PNG trek to rediscover WW2 crash site
A MAPLETON man will lead a trek through the dense rainforest of Papua New Guinea in June to find a World War Two plane crash site which has not been visited for at least 30 years.
Peter Gamgee hopes the Flying Dutchman wreck will be a point of interest for trekkers and help isolated and disadvantaged PNG villages become more sustainable.
Mr Gamgee believes he made it to within a kilometre of the crash site during a reconnaissance mission in January with some of the local villagers.
“It was the first time some of them had been into that part of their own country,” he said.
The C-47 DL Flying Dutchman was a US military transport aircraft which crashed while flying over the Owen Stanley Range on the way from Port Moresby to Pongani on November 10, 1942.
Six of 23 people on board died in the crash but the only eventual survivors were six of eight men who trekked for help.
Villagers found the crash site two months later, a recovery party visited in early 1943, and the wreckage was again located in 1961 during the search for another aircraft crash.
Mr Gamgee, a business consultant and part-time trek leader in PNG, will take a group of up to 20 people back in June for an eight-day trek to try and locate the site, followed by another eight- day trek on the Kapa Kapa trail.
“Both of these are fundraising trips to buy medical supplies and schoolbooks and we’ll be taking them into these remote areas,” he said, Mr Gamgee’s January trek was made with the aim of verifying the crash site but he discovered that village knowledge had become distorted over generations.
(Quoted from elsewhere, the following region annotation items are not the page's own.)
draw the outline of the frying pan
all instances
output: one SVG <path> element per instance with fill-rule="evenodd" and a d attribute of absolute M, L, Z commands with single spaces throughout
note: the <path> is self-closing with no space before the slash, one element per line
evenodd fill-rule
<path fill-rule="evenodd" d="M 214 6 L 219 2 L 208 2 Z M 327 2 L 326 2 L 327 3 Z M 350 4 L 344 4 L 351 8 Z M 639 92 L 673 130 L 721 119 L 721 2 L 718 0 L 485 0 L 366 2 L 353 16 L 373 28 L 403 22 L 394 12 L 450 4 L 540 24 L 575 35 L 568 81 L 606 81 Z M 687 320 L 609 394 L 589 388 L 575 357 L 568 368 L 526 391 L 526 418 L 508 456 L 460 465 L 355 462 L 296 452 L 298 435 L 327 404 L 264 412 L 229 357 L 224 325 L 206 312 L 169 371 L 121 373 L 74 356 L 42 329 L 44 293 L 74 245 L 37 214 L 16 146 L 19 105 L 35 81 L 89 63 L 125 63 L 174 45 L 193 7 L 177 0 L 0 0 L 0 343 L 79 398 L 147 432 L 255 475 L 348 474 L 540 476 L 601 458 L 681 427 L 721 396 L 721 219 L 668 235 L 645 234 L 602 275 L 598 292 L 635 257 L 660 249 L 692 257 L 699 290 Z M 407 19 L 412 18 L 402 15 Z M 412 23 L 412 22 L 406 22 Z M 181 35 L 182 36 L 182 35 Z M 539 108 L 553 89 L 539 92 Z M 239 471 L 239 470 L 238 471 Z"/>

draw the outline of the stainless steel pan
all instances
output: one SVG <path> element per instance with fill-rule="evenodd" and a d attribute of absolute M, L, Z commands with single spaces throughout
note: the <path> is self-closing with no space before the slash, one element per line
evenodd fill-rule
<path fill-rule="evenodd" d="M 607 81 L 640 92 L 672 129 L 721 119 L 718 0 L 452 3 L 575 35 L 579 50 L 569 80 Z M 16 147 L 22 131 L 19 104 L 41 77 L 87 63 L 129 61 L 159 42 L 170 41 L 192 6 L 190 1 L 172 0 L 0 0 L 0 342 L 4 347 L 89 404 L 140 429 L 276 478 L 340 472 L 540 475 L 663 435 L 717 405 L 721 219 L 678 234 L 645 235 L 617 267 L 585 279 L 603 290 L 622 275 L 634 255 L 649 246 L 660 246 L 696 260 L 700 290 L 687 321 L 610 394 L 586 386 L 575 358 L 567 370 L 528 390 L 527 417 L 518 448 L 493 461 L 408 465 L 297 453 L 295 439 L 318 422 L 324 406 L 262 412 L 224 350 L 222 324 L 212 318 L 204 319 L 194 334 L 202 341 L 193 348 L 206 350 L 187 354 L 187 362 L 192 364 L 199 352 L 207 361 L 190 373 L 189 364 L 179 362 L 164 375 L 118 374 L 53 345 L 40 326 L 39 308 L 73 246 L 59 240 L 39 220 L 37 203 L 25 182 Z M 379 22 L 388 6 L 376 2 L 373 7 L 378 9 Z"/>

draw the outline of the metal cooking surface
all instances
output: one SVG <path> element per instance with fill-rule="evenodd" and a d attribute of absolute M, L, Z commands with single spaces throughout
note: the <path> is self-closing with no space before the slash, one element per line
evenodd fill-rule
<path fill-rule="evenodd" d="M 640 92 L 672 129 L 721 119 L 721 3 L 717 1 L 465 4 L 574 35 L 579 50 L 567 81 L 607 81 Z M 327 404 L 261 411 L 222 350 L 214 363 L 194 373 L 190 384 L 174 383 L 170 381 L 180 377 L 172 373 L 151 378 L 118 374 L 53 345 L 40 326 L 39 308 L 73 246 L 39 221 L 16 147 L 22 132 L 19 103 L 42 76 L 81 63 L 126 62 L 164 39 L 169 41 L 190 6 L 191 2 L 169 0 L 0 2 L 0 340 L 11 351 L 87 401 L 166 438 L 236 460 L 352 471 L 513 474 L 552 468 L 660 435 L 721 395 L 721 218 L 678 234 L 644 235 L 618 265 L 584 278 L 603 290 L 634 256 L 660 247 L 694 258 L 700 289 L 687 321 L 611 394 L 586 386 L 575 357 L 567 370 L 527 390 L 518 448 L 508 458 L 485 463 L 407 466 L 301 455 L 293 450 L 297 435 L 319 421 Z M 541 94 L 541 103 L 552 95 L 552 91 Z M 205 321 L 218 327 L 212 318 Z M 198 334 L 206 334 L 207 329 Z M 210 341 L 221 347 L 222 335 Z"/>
He resorted to piecing together information such latitude and longitude, photographs, and descriptions to try and find the wreck during a trek into remote countryside where local guides cut tracks with machetes through the dense rainforest.
“It would take at least 10 minutes to do 50 metres, sometimes longer,” he said.
Mr Gamgee described one day as “the equivalent of two or three days on Kokoda” and recalled a weather change on a mountain top where the temperature dropped from 36 degrees and 98% humidity to a cold and wet 5 degrees
Mr Gamgee believes his party found the approximate position before time dictated they turn back to camp and start walking out the next day.
“On the way back, in one day, we walked what had taken three days on the way in,” Mr Gamgee said.
Before Mr Gamgee left the villagers, he was asked to help two women, one with
a wound which had eaten to the bone of her big toe and the other with a leg infection where dead skin had turned black.
“If I’d been concerned about not finding the wreck, I was called up to treat people in the village and it convinced me of the need to get medical services into the area,” he said
Villagers are attempting to cut an easier track to the crash site area than the route taken in January.
“They may well find it before we get here but if they don’t, we will be getting into a position with more people to look at a wider area,” Mr Gamgee said.
He said the crash site would help draw visitors but believes the difficult terrain and the popularity of other treks, such as Kokoda and the Kapa Kapa, will prevent it from becoming over- commercialised.
“They fellows that are cutting the track know they have the opportunity to open things up for their village. If they were just doing it for the money, this wouldn’t work,” he said.
“They can see the benefits that this will bring.”